Per comprendere appieno i cambiamenti in atto nelle democrazie europee è necessario partire da una costatazione troppo spesso dimenticata e che la diffusione di atteggiamenti illiberali mette chiaramente in luce: la non irreversibilità della conquista democratica.
I saggi pubblicati nel volume Democrazia e liberalismo: un connubio da ripensare?, frutto di una ricerca promossa dall’Istituto di studi politici San Pio V, prendono avvio proprio da tale considerazione, come chiarisce nell’introduzione il suo curatore Antonio Campati. Nonostante i contributi sviluppino aspetti differenti della crisi del “connubio” tra democrazia e liberalismo, si coglie in ciascuno di essi la consapevolezza che i processi politici non sono determinati una volta per sempre ed è perciò compito dello studioso tentare di distinguere i cambiamenti effimeri e contingenti da quelli profondi e duraturi.
Al termine della guerra fredda, la speranza di vedere un mondo sempre più democratico appariva solida e incontrovertibile. Oggi dobbiamo constatare che tale speranza è stata in buona parte disattesa. Ivan Krastev e Stephen Holmes spiegano quanto accaduto in seguito alla caduta del Muro ricorrendo all’immagine del pigmalione: un elegante precettore insegna le buone maniere ad una giovane e rozza fioraia, ma, dopo qualche anno, la rozza fioraia, invece di trasformarsi in una elegante dama, assume le fattezze di Frankenstein e l’ottimismo di un futuro consegnato ai valori di libertà, di uguaglianza e di fraternità si scontra con una realtà che si manifesta in tutta la sua crudezza, assumendo i tratti del terrorismo, del populismo e del sovranismo. In
pratica, la “società aperta”, presunta tappa definitiva della storia, immaginata da Francis Fukuyama si sarebbe potuta solo diffondere ulteriormente e, invece, così non è avvenuto.
Possiamo affermare che, nel giro di tre decadi, una tale speranza sia stata travolta, mostrando la sua inconsistenza e l’inadeguatezza dei suoi valori? Credo che la risposta possa essere no. I valori sono tali non perché certificati da
un’agenzia; i valori sono tali solo e soltanto nella misura in cui vengano apprezzati e qualcuno sia disposto a pagare un prezzo per la loro difesa e promozione.
[…] In breve, l’anima della democrazia è il suo pluralismo, il metodo che l’ha modellata fino ai nostri giorni è quello fallibilista del procedere per tentativi ed errori. Il fatto che in ampi settori della cultura e della politica occidentali sia prevalsa l’idea che la vittoria sul sistema socialista potesse indicare la fine stessa della storia avrebbe significato l’abbandono del pluralismo e l’assunzione della nozione di egemonia; una mutazione genetica che avrebbe portato la democrazia a presentarsi con la stessa arroganza e fallacia metodologica con le quali il socialismo si era imposto e per le quali è fallito, mostrandosi disumano e incapace di imparare dai propri errori.
Krastev e Holmes associano tale dinamismo al cosiddetto approccio mirroring (rispecchiamento), rivelatosi una delle armi geopolitiche più sofisticate ed efficaci dai tempi della Guerra Fredda.
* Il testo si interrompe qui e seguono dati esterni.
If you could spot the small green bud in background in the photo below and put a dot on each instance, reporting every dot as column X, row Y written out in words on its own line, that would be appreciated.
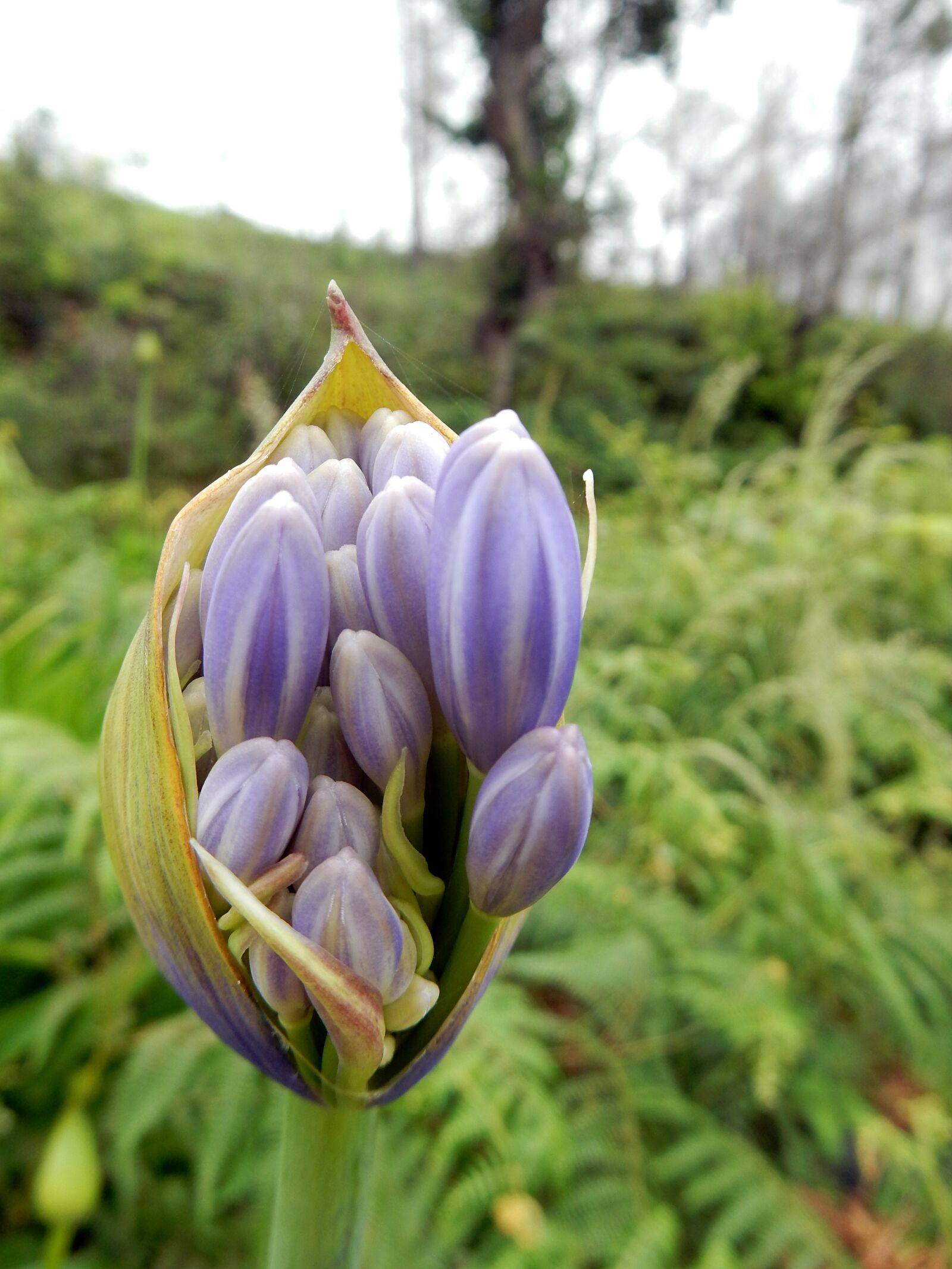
column 69, row 1178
Il rispecchiamento è la raffigurazione distorta dei caratteri del proprio avversario, al punto da restituirgli un’immagine così immonda di sé da far inorridire i suoi stessi simpatizzanti che, per reazione, iniziano a solidarizzare con il nemico, mettendo in discussione la propria democrazia rappresentativa.
Le democrazie liberali sono così costrette a fare i conti con i danni di una democrazia ridotta a procedure, assimilata per imitazione e ora rispedita deformata al mittente e utilizzata come arma di propaganda contro la stessa democrazia liberale; un autentico brutale capolavoro quello compiuto dalle autocrazie e un suicidio imperdonabile quello posto in essere dalle democrazie liberali.
Essersi illusi di aver tagliato il traguardo della storia, oltre il quale non sarebbe stato immaginabile andare e dal quale non si sarebbe potuto retrocedere, se non espandendo la propria egemonia per imitazione della struttura istituzionale, credo abbia rappresentato il più alto tradimento dei valori democratici, una mutazione genetica che è alla base della ragione per cui oggi siamo così incerti, avendo fatto entrare nella nostra cittadella democratica, antiperfettista e fallibilista, il cavallo di Troia delle democrazie illiberali.